This weekend, featherweight hitters Jeremy Stephens and Josh Emmett met in the octagon and punched each other a whole bunch, before Stephens knocked Emmett out early in the second round and broke his orbital bone in three places. Emmett—whose entire game is based around landing meaty shots with his big right hand—tried to take Stephens’s head off with said big right hand, only to get caught out by a lightning quick left hook to the chin, crumpling to the ground. And that’s where things got weird.
As you can see, Stephens didn’t finish Emmett with the left hook, and he had to throw a hail of elbows, fists, knees, and ultimately, his entire body weight at Emmett’s face to get referee Dan Miragliotta to call the fight. While Miragliotta did not call them, Stephens landed elbows to the back of Emmett’s head and grazed Emmett with a knee to the head while he was kneeling on the mat. Stephens dropped and finished Emmett with other strikes, but the knee was certainly illegal and the elbows were also probably against the rules, though it’s a bit less clear, since Emmett was moving his head around.
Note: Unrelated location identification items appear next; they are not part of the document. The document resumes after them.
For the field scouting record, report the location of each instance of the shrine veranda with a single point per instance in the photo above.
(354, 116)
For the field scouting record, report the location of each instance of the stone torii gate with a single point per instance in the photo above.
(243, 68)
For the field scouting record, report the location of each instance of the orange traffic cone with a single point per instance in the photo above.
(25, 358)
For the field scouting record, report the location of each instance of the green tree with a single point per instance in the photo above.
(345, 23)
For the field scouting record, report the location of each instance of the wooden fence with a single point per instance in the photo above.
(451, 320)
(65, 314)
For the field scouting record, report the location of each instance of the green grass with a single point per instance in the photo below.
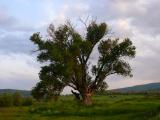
(119, 107)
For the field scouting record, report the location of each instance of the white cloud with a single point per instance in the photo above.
(18, 67)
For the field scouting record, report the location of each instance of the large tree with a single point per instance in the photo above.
(66, 54)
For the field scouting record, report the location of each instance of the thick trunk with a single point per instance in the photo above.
(87, 98)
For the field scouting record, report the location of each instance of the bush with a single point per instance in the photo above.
(28, 101)
(6, 100)
(17, 99)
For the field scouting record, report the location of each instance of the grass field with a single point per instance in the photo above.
(119, 107)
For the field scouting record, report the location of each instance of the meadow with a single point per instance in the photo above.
(115, 107)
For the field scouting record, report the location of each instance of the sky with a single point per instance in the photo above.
(19, 19)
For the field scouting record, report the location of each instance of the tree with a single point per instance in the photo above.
(67, 54)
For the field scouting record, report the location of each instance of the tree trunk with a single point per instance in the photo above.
(87, 98)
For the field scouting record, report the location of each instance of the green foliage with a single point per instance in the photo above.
(119, 107)
(66, 56)
(28, 101)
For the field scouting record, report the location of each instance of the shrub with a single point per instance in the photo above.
(28, 101)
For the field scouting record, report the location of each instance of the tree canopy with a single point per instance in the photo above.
(66, 54)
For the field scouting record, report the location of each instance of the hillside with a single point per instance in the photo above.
(24, 93)
(140, 88)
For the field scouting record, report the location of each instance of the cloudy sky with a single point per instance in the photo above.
(137, 19)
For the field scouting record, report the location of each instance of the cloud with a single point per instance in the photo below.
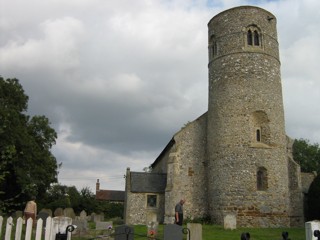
(117, 79)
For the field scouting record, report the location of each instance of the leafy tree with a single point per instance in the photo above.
(27, 165)
(307, 155)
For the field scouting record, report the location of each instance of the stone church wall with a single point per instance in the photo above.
(186, 171)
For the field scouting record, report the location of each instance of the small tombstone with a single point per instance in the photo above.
(58, 212)
(103, 225)
(69, 212)
(310, 228)
(43, 216)
(152, 229)
(172, 232)
(83, 214)
(230, 222)
(195, 231)
(47, 210)
(60, 225)
(82, 225)
(124, 232)
(18, 214)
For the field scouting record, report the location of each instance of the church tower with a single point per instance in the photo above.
(246, 141)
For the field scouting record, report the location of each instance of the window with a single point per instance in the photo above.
(249, 37)
(258, 135)
(152, 201)
(213, 46)
(253, 35)
(256, 38)
(262, 179)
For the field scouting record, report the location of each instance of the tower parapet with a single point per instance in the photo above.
(246, 141)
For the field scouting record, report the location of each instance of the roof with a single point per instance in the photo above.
(110, 195)
(143, 182)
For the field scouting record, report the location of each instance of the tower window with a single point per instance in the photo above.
(253, 36)
(262, 179)
(256, 38)
(152, 201)
(249, 37)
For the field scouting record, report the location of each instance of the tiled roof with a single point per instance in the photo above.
(110, 195)
(148, 182)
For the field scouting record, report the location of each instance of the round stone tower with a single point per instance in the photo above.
(246, 141)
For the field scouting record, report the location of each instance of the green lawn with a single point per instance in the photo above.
(212, 232)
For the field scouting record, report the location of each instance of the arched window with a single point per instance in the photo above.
(253, 35)
(256, 38)
(262, 179)
(249, 37)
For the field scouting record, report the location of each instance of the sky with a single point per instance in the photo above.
(118, 78)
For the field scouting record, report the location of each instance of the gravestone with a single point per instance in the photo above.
(83, 215)
(69, 212)
(60, 225)
(103, 225)
(82, 225)
(58, 212)
(124, 232)
(230, 221)
(47, 210)
(43, 216)
(195, 231)
(310, 228)
(173, 232)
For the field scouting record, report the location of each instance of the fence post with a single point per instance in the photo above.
(39, 229)
(19, 229)
(1, 221)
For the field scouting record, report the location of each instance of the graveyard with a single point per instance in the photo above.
(95, 226)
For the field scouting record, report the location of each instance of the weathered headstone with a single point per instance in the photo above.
(43, 216)
(83, 214)
(82, 225)
(58, 212)
(172, 232)
(230, 221)
(103, 225)
(69, 212)
(195, 231)
(310, 228)
(124, 232)
(60, 225)
(47, 210)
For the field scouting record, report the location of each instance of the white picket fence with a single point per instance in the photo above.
(47, 232)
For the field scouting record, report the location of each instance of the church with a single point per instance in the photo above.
(235, 160)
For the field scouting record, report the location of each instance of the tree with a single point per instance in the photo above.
(27, 165)
(307, 155)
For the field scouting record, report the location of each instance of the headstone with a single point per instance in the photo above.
(69, 212)
(172, 232)
(58, 212)
(47, 210)
(97, 217)
(83, 214)
(152, 228)
(43, 216)
(230, 221)
(82, 225)
(195, 231)
(60, 225)
(103, 225)
(18, 214)
(310, 228)
(124, 232)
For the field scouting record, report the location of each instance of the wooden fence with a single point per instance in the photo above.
(21, 230)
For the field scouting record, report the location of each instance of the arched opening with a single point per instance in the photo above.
(262, 179)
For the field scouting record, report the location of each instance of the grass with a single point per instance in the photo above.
(215, 232)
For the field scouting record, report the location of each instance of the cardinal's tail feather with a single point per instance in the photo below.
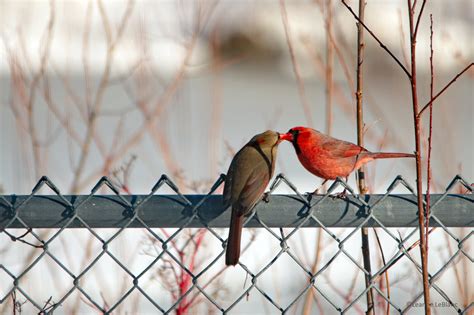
(233, 242)
(385, 155)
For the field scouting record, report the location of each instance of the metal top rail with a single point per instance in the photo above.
(193, 211)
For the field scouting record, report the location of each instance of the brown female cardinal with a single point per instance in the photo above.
(329, 158)
(248, 175)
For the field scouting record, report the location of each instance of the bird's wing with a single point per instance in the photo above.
(254, 188)
(341, 149)
(253, 174)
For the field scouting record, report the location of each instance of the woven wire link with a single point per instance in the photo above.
(167, 250)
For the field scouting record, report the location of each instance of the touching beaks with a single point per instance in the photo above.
(286, 136)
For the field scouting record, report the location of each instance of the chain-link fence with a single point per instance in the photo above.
(52, 246)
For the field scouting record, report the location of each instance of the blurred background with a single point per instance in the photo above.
(135, 89)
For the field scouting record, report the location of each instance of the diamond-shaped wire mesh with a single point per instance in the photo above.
(164, 253)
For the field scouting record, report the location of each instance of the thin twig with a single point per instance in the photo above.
(419, 176)
(360, 141)
(430, 134)
(377, 40)
(445, 88)
(296, 69)
(387, 282)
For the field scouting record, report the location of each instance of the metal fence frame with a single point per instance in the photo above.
(186, 211)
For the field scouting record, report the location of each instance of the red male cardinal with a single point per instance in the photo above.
(327, 157)
(248, 175)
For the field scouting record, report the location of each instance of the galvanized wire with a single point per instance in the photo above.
(307, 206)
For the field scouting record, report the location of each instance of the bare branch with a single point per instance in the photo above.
(445, 88)
(377, 40)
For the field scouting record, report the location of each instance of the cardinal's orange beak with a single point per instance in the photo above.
(286, 136)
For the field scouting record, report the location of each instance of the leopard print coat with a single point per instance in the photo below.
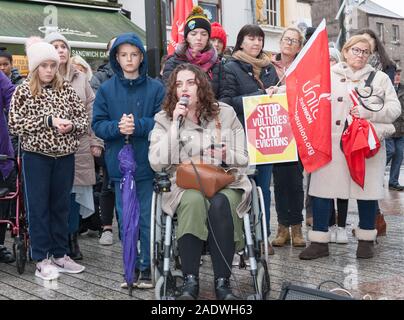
(30, 118)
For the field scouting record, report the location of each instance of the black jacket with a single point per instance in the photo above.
(240, 82)
(217, 72)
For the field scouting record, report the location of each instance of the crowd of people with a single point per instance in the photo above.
(71, 124)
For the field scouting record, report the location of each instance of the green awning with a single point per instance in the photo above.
(84, 27)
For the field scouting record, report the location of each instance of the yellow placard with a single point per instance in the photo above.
(21, 63)
(269, 134)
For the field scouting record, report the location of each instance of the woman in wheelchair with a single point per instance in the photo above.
(187, 128)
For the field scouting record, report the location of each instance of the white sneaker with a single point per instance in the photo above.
(67, 265)
(333, 233)
(46, 270)
(342, 235)
(106, 238)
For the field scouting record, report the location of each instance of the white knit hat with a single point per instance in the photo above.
(39, 51)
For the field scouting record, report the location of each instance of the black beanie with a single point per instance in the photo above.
(197, 19)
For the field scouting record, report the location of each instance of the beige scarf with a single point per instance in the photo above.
(262, 61)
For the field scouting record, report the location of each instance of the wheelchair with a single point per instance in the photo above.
(166, 271)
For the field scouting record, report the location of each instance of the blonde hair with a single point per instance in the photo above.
(352, 41)
(80, 61)
(301, 35)
(35, 83)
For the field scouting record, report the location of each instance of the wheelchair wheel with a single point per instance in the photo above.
(263, 281)
(174, 283)
(20, 253)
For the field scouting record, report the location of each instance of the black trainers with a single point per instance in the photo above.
(144, 281)
(190, 288)
(396, 187)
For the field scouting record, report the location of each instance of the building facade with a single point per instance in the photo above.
(388, 25)
(272, 15)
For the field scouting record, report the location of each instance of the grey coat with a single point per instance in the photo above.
(165, 152)
(333, 180)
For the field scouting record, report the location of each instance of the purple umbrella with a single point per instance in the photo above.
(131, 212)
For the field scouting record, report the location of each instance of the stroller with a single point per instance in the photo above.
(17, 221)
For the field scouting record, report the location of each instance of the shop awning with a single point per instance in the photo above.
(86, 27)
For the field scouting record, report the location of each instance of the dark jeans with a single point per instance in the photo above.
(263, 180)
(289, 194)
(221, 235)
(322, 212)
(342, 209)
(48, 183)
(394, 150)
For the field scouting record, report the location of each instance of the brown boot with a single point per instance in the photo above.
(297, 236)
(318, 247)
(366, 239)
(282, 236)
(380, 224)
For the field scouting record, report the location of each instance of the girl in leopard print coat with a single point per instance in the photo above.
(48, 115)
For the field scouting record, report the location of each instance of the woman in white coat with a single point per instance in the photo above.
(334, 180)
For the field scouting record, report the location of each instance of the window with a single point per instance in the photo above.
(396, 33)
(211, 9)
(380, 31)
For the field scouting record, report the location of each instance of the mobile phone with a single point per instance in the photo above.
(217, 145)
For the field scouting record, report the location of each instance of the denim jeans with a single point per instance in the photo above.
(144, 191)
(322, 212)
(263, 180)
(289, 194)
(48, 182)
(394, 150)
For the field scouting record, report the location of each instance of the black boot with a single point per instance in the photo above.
(74, 249)
(223, 289)
(190, 288)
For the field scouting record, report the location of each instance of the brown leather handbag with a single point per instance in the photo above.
(212, 178)
(206, 178)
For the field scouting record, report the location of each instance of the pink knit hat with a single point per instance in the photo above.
(39, 51)
(219, 33)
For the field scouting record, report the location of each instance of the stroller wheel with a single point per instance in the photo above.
(174, 283)
(20, 253)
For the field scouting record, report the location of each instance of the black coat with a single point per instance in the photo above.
(239, 82)
(217, 72)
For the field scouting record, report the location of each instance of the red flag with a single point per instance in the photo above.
(182, 9)
(308, 88)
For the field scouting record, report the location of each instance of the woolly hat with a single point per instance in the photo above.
(219, 33)
(56, 36)
(39, 51)
(197, 19)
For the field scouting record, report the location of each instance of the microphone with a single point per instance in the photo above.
(184, 100)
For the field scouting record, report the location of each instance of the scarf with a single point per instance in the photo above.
(204, 60)
(263, 61)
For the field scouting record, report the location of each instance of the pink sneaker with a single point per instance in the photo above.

A lack of clarity defines this entire mess, as well as a few similar messes that have marred UFC finishes over the past year. It all starts when the Association of Boxing Commissions approved new rules for MMA combat, including a new definition of what exactly constituted a “downed fighter,” in 2016 and began to implement them in 2017. The new rules stated that a fighter needed to have both hands on the mat to be considered grounded, while previous regulations allowed fighters to be grounded with just a single hand. However, not every state adopted the new rules, so fighters were not just faced with having to adapt to new rules, they were faced with an uneven rulebook that was not universally approved. For example, Stephens’s last fight was in Missouri, which has not adopted the new rules. Emmett’s was in Winnipeg, which has. This happened to be the first UFC event in Florida under the new rules.
Stephens’s finish is not the only controversy that the new rules have sparked. Gegard Mousasi smashed Chris Weidman with illegal knees last April in another fight refereed by Miragliotta, and Weidman eventually lost his appeal. Even when referees get it right, as Herb Dean did when he stopped a Dustin Poirier-Eddie Alvarez fight and declared it a no-contest after Alvarez tagged Poirier with three illegal knees, nobody feels quite satisfied.
And unlike some other state athletic commissions, Florida doesn’t allow instant replay, another uneven quirk that makes everything less clear, so officials couldn’t determine the legality of Stephens’s finish on the spot.
Stephens’s violent finish immediately sparked debate, prompting Dominick Cruz, Michael Bisping, and Daniel Cormier to yell about it for a few minutes. Stephens’s teammate Cruz noted that the illegal strikes don’t matter since Stephens finished him with legal strikes, an idea his fellow UFC vets took issue with.
Stephens will appeal the result of this weekend’s fight, and Team Alpha Male boss Uriah Faber vented at Bisping and Cruz as well.
Making things even more inscrutable, Miragliotta actually clarified the illegal knee rule to both fighters before the fight. However, the rule itself is still thinly enforced and poorly understood enough that Stephens didn’t know his knee was illegal until after the fight. “Dan Miragliotta came in the back. He said this is the new unified rules. He said that if two hands are down, you can lift one hand up to knee. If he’s on his knees, and one hand is up, it’s okay to throw a knee,” Stephens said. Those rules only apply to a fighter who’s standing, and because Emmett was on his knees, he qualified as a downed fighter.
If the winner of a fight isn’t even clear on the rules of that fight after they’re explained to him, then the controversial finish isn’t exactly his fault. MMA is a hectic, violent sport and high-impact finishes like this happen so fast that it’s hard to expect them to be enforced correctly and in real-time if the rulebook itself is a matter of quantum uncertainty. The rules need to be implemented everywhere and enforced evenly, or else there will continue to be mysterious, stupid ends to great fights.